Violent media is making us violent. You'd never have guessed it.
A new study from Iowa State University has found that violent media use was positively and significantly related to aggressive behaviour and it didn't differ across cultures.
The researchers also found that exposure to this was related to "heightened aggressive thinking and lowered empathy" and the effect of media violence was larger than all other risk factors except peer delinquency that make people aggressive.
As well as measuring media violence, researchers examined five other risk factors: neighbourhood crime, peer delinquency, peer victimisation, gender and abusive parenting.
Researchers studied levels of aggressive behaviour and empathy in over 2,000 teenagers and young adults in Australia, China, Croatia, Germany, Japan, Romania and the United States.
The participants were asked to list their most frequently consumed TV shows, movies and video games, and to rate the level of violence in each.
Craig Anderson, a Professor of psychology at Iowa State University, who led the study said:
This is strong evidence that the main psychological processes that cause repeated media violence exposure to lead to increased aggressiveness are essentially the same across cultures, at least during normal times.

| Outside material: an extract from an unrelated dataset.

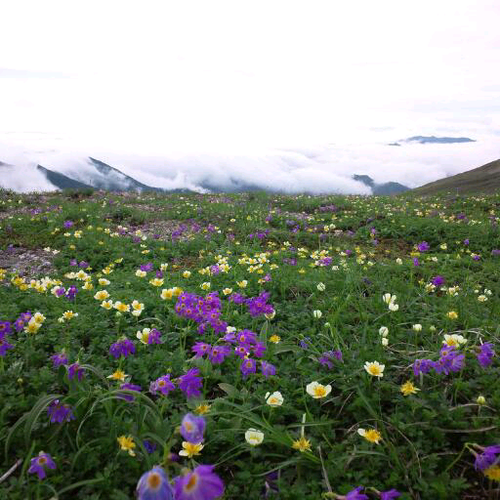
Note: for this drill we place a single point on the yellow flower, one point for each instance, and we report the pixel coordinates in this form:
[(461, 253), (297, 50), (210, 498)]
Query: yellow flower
[(101, 295), (371, 435), (317, 390), (118, 375), (156, 282), (374, 368), (493, 473), (202, 409), (302, 444), (190, 449), (254, 437), (167, 294), (127, 444), (408, 388)]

However, we believe that local cultural and social conditions may influence such processes when those conditions are more extreme.
Peer delinquency was the most risky factor in making someone a violent person (28 per cent), violence in the media was second (23 per cent), followed by peer victimisation (17 per cent), gender (12 per cent), neighbourhood crime (11 per cent) and abusive parenting (9 per cent).
Douglas Gentile, an Iowa State University professor of psychology, who co-authored the study said:
The findings strongly suggest that media violence is similar to other known risk factors for aggression.
That's not to say media violence deserves special attention, but that it should be considered as seriously as other risk factors such as coming from a broken home.
What matters most, however, is not any single risk factor, but how they can combine to increase the risk of aggression.
There are highly motivated groups dedicated to denying scientific findings of harm, such as the tobacco industry's decades-long denial of harmful effects of their products on cancer.
This study clearly contradicts the denialism that currently dominates news media stories on media violence effects.